Содержанка - страница 16

стр.

Когда она стала что-то говорить в микрофон, он закрыл глаза и очистил разум. Чан повернулся на север, лицом к ветру, дующему из Сибири, и вдохнул полной грудью, чтобы почувствовать его ледяные зубы у себя в легких.

Там ли она? Его девушка-лиса. Где-то по ту сторону границы, в неведомой земле.

Сможет ли он почувствовать ее в этом русском ветре? Уловить ее запах? Услышать звонкий колокольчик ее смеха?

Он не хотел произносить ее имя. Даже про себя. Потому что боялся: если сделает это, пусть даже шепотом, это станет предательством по отношению к ней, обрушит силы мщения на ее огненно-рыжую голову. Она кое-что украла у богов, и они ей этого не простили.

— Время, — коротко произнес он, заставив Куань вздрогнуть.

— Сейчас? — спросила она.

— Сейчас.

Она принялась быстро подтягивать ремешки на брезентовой сумке, но к тому времени, когда ее замерзшие пальцы справились с этим, Чан уже быстро спускался вниз по склону.

Смерть. Она преследовала его. Или это он преследовал ее?

Вокруг него лежали тела, разорванные на куски. Руки, ноги, части туловищ, скалящиеся окровавленными кусками ребер, — это еще не остывшее месиво из костей и плоти начало привлекать воронье. Голова какого-то молодого человека с залитыми кровью черными волосами и черной дырой на месте одной глазницы лежала в десяти метрах от места взрыва на большом камне и пялилась прямо на Чана единственным глазом. Одна голова, без тела. Чан почувствовал, как смерть коснулась его сердца пальцем, и содрогнулся. Он развернулся и двинулся прочь от исковерканных рельсов. Под его полотнами хрустели осколки стекла.

Первый и последний вагоны поезда были уничтожены одновременными взрывами. Они превратились в нагромождение кусков металла и дерева. Тела были разбросаны вокруг на мерзлой земле, как приманка для волков. Обходя место бойни.
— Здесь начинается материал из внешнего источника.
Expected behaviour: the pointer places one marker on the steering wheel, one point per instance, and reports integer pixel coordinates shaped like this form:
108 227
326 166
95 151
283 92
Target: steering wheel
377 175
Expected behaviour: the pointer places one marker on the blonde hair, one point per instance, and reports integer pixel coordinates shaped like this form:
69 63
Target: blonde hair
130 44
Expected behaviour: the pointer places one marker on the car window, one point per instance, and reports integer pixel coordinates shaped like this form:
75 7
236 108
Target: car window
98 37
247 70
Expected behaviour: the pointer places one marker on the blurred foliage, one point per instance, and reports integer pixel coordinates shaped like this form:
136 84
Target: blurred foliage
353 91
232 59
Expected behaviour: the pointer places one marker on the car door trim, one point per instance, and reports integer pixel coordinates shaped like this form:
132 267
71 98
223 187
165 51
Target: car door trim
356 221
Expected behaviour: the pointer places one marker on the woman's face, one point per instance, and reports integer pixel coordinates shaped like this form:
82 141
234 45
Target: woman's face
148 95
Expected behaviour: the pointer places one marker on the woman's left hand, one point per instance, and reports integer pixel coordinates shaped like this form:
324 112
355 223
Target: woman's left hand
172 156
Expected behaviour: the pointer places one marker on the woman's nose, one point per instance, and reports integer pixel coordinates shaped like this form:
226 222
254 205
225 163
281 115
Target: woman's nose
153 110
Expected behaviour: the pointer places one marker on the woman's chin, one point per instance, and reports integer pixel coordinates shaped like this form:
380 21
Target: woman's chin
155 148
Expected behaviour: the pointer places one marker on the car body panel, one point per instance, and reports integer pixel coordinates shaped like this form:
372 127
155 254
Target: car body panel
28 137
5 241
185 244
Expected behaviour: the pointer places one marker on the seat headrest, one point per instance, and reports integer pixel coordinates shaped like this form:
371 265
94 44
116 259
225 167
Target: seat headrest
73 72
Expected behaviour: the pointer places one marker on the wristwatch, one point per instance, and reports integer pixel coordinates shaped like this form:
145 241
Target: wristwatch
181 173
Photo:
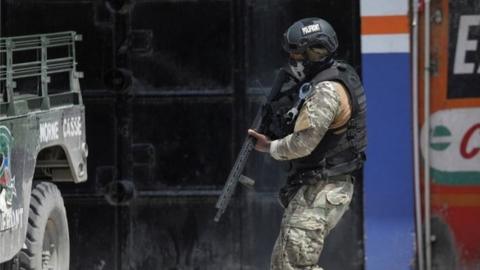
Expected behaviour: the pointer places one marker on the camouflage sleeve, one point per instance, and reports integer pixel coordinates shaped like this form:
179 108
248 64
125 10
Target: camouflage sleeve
314 119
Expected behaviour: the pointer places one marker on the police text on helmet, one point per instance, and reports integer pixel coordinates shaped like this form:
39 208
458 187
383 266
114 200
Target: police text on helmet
310 29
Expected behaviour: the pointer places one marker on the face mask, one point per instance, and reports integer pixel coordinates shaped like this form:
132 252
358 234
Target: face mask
298 69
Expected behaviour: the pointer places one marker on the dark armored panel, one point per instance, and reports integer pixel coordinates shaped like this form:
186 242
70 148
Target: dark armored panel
170 88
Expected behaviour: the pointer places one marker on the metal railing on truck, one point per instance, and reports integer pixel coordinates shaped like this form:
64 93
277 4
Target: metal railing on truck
41 67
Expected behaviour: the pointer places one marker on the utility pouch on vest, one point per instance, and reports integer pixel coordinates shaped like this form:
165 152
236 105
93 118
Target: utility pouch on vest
287 193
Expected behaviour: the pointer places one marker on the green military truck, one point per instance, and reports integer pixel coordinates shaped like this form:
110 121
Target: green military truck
42 142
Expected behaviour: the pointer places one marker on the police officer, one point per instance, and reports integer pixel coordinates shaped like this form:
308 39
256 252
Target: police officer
324 138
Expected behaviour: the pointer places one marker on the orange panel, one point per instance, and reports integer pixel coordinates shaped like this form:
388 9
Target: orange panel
376 25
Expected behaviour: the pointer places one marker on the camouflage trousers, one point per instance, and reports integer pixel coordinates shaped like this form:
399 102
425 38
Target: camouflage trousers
311 215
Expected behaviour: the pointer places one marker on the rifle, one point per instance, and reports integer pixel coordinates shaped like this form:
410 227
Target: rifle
260 124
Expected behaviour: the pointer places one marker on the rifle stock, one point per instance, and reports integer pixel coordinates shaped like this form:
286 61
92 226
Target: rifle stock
261 122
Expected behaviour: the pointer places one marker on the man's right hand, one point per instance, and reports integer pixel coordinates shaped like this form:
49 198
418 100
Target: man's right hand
263 142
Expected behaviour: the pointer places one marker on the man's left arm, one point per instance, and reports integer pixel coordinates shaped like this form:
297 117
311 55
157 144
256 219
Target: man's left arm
317 114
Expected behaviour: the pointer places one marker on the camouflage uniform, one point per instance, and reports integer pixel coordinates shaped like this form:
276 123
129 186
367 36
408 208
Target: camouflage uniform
315 209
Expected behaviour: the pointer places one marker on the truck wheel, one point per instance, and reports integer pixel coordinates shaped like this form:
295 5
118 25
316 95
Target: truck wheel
47 243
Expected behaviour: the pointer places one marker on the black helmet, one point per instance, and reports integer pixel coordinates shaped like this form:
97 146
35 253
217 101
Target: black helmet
310 32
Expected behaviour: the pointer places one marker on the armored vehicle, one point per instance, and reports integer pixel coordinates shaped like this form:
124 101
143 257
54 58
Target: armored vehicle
42 142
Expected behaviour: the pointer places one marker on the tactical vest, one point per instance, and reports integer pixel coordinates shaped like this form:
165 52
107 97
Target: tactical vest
341 150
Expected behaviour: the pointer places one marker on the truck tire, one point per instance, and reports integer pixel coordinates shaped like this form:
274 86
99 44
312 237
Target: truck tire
47 245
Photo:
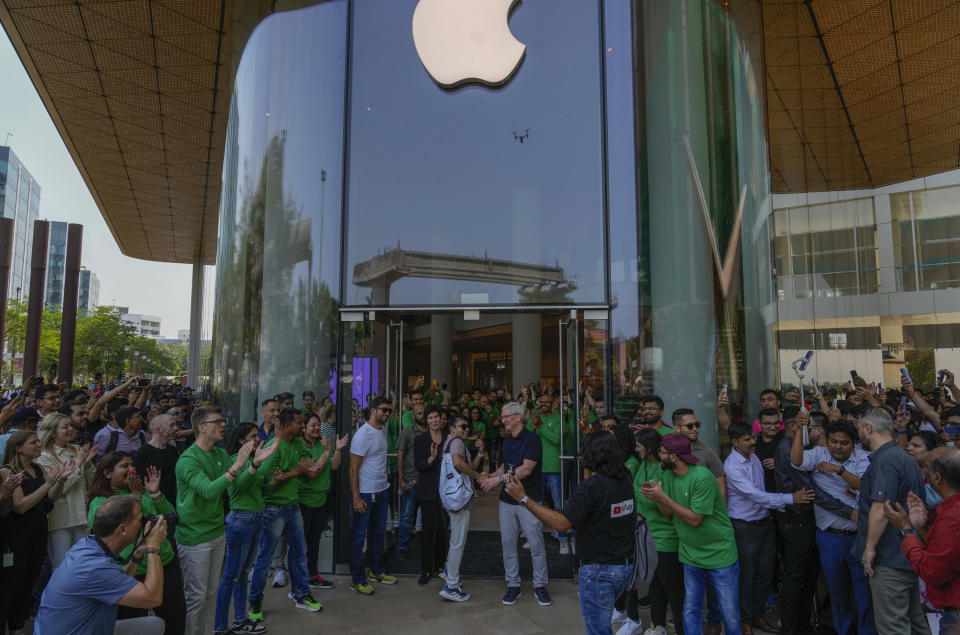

Чаи заставил свое сердце окаменеть, заставил себя не слышать крики выживших, напомнив, что эти люди были его врагами, едущими на юг с единственной целью — убивать коммунистов, лишить Мао его Красной армии. Но где-то глубоко, в каком-то недосягаемом уголке, его сердце обливалось кровью.

— Эй, ты! — Он обратился к молоденькому солдату в серой форме и красной повязке китайских коммунистических сил на рукаве, который вытаскивал из-под обломков истекающего кровью человека. Раненый, судя по знакам отличия, был капитаном Националистической армии. Взрывом ему разорвало живот, бедняга пытался удержать руками окровавленные внутренности, но его кишки выскальзывали из-под ладоней и вываливались наружу. Когда молодой коммунист потянул его, они начали разматываться, но капитан не кричал. — Эй, ты! — повторил Чаи. — Прекрати. Ты знаешь приказ.

Солдатик кивнул. Он выглядел так, будто его сейчас стошнит.

— С нами идут только те, кто может передвигаться. Остальные…

Солдатик медленно, будто с неохотой, снял со спины винтовку. Несмотря на ледяной мороз, на лбу его выступили капли пота. У него было грубоватое лицо и широкие крестьянские ладони. Видимо, этот сын фермера впервые в жизни покинул отчий дом и сразу угодил сюда.

Чан вспомнил, как сам первый раз убил человека, но это было давно, и сейчас сердце его не дрогнуло.

Солдат приставил приклад винтовки к плечу, в точности так, как его учили, но у него дрожали руки. Человек на земле не стал просить пощады. Он закрыл глаза и прислушался к ветру и к последним, как он знал, ударам своего сердца. Резким движением Чан вытащил пистолет, приставил его к виску капитана и нажал на спусковой крючок. Тело дернулось. На какую-то долю секунды Чан склонил голову и вверил душу умершего его предкам.

Смерть. Она преследовала его.

Огромный паровоз, тащивший состав, съехал носом вперед с колеи, но каким-то чудом не перевернулся. Грузовой вагон, прицепленный к нему, торчал над ним под немыслимым углом, но весь его груз составлял двадцать длинных деревянных ящиков, четыре из которых во время взрыва раскололись. Когда Чан увидел их содержимое, сердце его забилось учащенно. Он запрыгнул в вагон и, упираясь ногой в пол, по-хозяйски положил руку на один из открывшихся ящиков.